Too many investors find themselves concentrated into dominant sectors and herded into mega-caps. Alan Clifford, manager of the Lazard UK Income fund, says it is time for change.
It is no great secret that the UK equity market is highly concentrated. However, equity income fund managers still need to deliver a premium yield, adding to the problem of portfolios with sizeable overweights in a limited number of sectors and stocks.
It is easy to see why this occurs: half the FTSE All Share yield comes from just ten companies and 87% from the FTSE 100. Of the 40 sector groups represented in the UK market, five contribute 52% of the yield.
Concentration, being the opposite of diversification, carries inherent and familiar risks. While we often see large companies as steady, reliable dividend payers, their income is not guaranteed: about a third of the current FTSE 100 constituents have suspended or cut their dividend payments to some degree in the past decade.
If the cap fits: How small- and mid-caps play a big role
Unpredictable stock-specific events can be a painful lesson to investors who are reliant on dividend payments for income. BP’s dividend suspension in 2010, following the Macondo spill, serves as a perfect example.
Among FTSE 100 companies, many that help equity income investors achieve their yield ambitions are viewed as defensive in nature: tobacco, pharmaceuticals, utilities and telecommunications all feature heavily. While this defensiveness is attractive in times of turmoil, it also tends to mean such companies will lag a rising equity market.
Diversity of income
We believe taking an all-cap approach to income investing offers greater diversity of income while also providing better opportunities for dividend growth and ensuring the equity market exposure is balanced with the desire for income.
By looking further down the market cap spectrum, investors can access a wider range of sectors and companies, many of which are underrepresented among large-caps, such as support services, travel and leisure, and financial services. The chart shows the difference in sector weightings that arises between the large-, mid- and small-cap parts of the UK market.
Moving down the market cap spectrum increases the total number of companies whose yield exceeds that of the market. About 41 companies in the FTSE 100 offer a premium yield to the market as a whole, with an additional 134 in the mid- and small-cap part of the market.
In fact, about half of the UK companies paying a premium yield have a market cap of less than £1bn. Not only are there more companies already paying an attractive dividend but there is increased scope to identify those which may be initiating, reinstating or increasing their dividends, adding to this income opportunity set.
Another significant benefit is that small- and mid-caps in the UK also have a track record of delivering far superior dividend growth relative to the FTSE 100.
Many of these companies are growing at a much faster pace than larger businesses and, as they approach maturity, can increase their payouts to investors. Dividends per share of the FTSE 100 have increased by around 70% over the past decade, compared with 140% to 150% for the FTSE 250 and FTSE Small Cap indices.
So, why not invest exclusively in small- and mid-cap stocks for income, then? Firstly, referring again to the chart, there are a number of sectors underrepresented in that part of the market.
Some of these – tobacco, for instance – are substantial sources of dividends. Smaller pharmaceuticals businesses also tend to be in a growth phase and do not yet deliver the level of yield paid by GlaxoSmithKline or AstraZeneca.
In very challenging market conditions, such as 2008, small- and mid-cap stocks can also suffer disproportionately and can display greater volatility. Bearing in mind that 87% of the FTSE All Share’s income comes from FTSE 100 companies, equity income investors ignore this part of the market at their peril.
Moving down the market cap spectrum brings other challenges. This part of the market is much less widely researched, requiring specialist skill sets and dedicated resources. When investing in smaller companies, patience is a virtue.

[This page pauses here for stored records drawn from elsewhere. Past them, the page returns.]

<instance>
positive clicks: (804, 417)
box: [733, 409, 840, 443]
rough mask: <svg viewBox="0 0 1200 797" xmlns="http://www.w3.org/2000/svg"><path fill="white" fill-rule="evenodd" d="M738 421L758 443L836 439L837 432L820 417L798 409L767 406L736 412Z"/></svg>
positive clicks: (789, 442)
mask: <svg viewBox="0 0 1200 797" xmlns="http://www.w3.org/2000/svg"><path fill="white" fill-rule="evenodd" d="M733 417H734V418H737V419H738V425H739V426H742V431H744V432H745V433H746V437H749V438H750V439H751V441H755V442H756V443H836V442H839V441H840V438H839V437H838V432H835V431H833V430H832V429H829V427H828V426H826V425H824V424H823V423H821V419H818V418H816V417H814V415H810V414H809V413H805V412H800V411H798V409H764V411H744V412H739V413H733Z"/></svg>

The lack of newsflow between reporting dates can mean long periods where share prices can make little progress but dividend payments do provide some support during these periods.
Another important issue is liquidity. Lower trading volumes among smaller companies mean individual position sizes must be carefully balanced with fund size. Positions which are too large can create liquidity problems; too small and they can have little impact on performance when their upside potential is realised.
The principle of diversification is at the heart of investing, yet many income investors find themselves concentrated into certain dominant stocks and sectors and often herded into mega-cap defensives.
We believe taking a multi-cap approach can help reduce the negative impacts of the UK market’s concentration issues, as well as providing the benefits of faster dividend growth among smaller companies, and lead to an attractive total return.